= Water gas =

Mixture of carbon monoxide and hydrogen

Water gas is a kind of fuel gas, a mixture of carbon monoxide and hydrogen. It is produced by "alternately hot blowing a fuel layer [coke] with air and gasifying it with steam". The caloric yield of the fuel produced by this method is about 10% of the yield from a modern syngas plant. The coke needed to produce water gas also costs significantly more than the precursors for syngas (mainly methane from natural gas), making water gas technology an even less attractive business proposition.

==Production==
Synthesis gas is made by passing steam over a red-hot carbon fuel such as coke:
H2O + C -> H2 + CO (ΔH = +131 kJ/mol)

The reaction is endothermic, so the fuel must be continually re-heated to maintain the reaction. To do this, an air stream, which alternates with the vapor stream, is introduced to combust some of the carbon:
O2 + C -> CO2 (ΔH = −393 kJ/mol)

Theoretically, to make 6 L of water gas, 5 L of air is required.
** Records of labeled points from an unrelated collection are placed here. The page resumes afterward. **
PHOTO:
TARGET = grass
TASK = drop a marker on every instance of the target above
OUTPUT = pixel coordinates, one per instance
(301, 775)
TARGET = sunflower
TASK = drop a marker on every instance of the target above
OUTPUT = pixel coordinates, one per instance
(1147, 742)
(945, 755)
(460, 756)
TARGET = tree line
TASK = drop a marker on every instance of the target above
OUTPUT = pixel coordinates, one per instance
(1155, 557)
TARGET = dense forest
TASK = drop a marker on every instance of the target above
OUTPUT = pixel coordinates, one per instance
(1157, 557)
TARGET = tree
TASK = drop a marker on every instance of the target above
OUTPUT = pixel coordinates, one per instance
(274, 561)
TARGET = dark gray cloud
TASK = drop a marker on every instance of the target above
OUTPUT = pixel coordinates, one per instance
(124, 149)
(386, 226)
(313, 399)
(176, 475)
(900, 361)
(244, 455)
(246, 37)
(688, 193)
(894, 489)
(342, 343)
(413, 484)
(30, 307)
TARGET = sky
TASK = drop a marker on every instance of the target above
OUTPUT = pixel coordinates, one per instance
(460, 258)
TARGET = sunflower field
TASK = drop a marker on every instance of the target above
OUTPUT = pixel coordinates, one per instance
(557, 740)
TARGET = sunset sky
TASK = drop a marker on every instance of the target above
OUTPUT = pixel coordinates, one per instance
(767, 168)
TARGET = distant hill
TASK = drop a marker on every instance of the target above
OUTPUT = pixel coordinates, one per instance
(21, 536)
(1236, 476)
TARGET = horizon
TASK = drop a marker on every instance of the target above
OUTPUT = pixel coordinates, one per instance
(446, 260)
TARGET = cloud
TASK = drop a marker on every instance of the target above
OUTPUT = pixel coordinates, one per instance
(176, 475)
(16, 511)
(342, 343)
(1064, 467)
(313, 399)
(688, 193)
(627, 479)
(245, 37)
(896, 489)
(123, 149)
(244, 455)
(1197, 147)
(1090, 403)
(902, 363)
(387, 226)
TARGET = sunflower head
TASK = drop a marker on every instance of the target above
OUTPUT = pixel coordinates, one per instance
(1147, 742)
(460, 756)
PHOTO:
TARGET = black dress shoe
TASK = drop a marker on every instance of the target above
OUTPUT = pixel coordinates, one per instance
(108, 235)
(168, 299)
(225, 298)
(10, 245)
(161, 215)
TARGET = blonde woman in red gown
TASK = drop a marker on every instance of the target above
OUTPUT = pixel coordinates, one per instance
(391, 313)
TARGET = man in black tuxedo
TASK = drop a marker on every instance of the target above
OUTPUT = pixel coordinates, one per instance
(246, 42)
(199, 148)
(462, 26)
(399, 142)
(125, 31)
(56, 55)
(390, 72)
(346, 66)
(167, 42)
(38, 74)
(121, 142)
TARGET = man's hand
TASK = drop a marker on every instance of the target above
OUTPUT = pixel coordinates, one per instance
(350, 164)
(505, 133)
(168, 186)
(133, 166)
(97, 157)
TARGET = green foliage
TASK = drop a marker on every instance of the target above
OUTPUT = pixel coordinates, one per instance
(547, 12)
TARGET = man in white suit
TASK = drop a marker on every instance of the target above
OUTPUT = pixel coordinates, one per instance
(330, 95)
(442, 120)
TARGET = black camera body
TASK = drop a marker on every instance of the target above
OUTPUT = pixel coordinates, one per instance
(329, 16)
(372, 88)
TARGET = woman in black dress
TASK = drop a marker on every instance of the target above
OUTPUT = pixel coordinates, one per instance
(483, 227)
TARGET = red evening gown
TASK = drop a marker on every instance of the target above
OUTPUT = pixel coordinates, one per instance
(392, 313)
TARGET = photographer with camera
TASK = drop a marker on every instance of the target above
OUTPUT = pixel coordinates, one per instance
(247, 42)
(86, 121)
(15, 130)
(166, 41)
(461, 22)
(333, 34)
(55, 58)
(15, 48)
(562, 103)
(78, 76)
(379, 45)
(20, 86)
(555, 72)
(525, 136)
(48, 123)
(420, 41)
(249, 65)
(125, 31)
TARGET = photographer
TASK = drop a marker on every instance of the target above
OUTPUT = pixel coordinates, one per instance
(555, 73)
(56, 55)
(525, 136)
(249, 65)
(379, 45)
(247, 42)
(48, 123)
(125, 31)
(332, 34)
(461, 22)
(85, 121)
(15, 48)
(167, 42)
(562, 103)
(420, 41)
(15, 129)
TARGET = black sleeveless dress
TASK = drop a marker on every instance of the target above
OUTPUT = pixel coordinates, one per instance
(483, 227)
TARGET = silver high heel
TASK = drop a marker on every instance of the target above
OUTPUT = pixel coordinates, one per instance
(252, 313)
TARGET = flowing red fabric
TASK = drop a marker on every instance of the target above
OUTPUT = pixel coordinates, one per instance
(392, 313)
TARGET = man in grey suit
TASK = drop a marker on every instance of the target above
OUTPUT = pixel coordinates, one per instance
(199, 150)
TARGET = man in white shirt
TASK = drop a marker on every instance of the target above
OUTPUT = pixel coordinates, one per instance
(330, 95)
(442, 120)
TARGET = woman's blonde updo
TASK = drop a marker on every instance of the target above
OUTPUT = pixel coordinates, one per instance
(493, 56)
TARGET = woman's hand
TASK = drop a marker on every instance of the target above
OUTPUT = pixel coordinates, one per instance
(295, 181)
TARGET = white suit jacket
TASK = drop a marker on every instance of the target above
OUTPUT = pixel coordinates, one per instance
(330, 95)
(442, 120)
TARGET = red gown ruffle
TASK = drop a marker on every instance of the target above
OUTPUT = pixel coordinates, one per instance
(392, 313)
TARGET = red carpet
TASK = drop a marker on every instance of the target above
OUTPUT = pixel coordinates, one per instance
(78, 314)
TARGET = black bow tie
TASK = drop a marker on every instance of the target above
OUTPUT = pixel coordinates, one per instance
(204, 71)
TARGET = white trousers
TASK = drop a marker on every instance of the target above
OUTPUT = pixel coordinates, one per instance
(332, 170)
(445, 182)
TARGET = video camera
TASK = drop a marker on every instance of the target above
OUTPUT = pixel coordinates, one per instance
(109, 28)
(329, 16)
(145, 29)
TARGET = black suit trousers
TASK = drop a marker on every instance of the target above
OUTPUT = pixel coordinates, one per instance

Alternatively, to prevent contamination with nitrogen, energy can be provided by using pure oxygen to burn carbon into carbon monoxide.
O2 + 2 C -> 2 CO (ΔH = −221 kJ/mol)

In this case, 1 L of oxygen will create 5.3 L of pure water gas.

==History==
The water-gas shift reaction was discovered by Italian physicist Felice Fontana in 1780. Water gas was made in England from 1828 by blowing steam through white-hot coke.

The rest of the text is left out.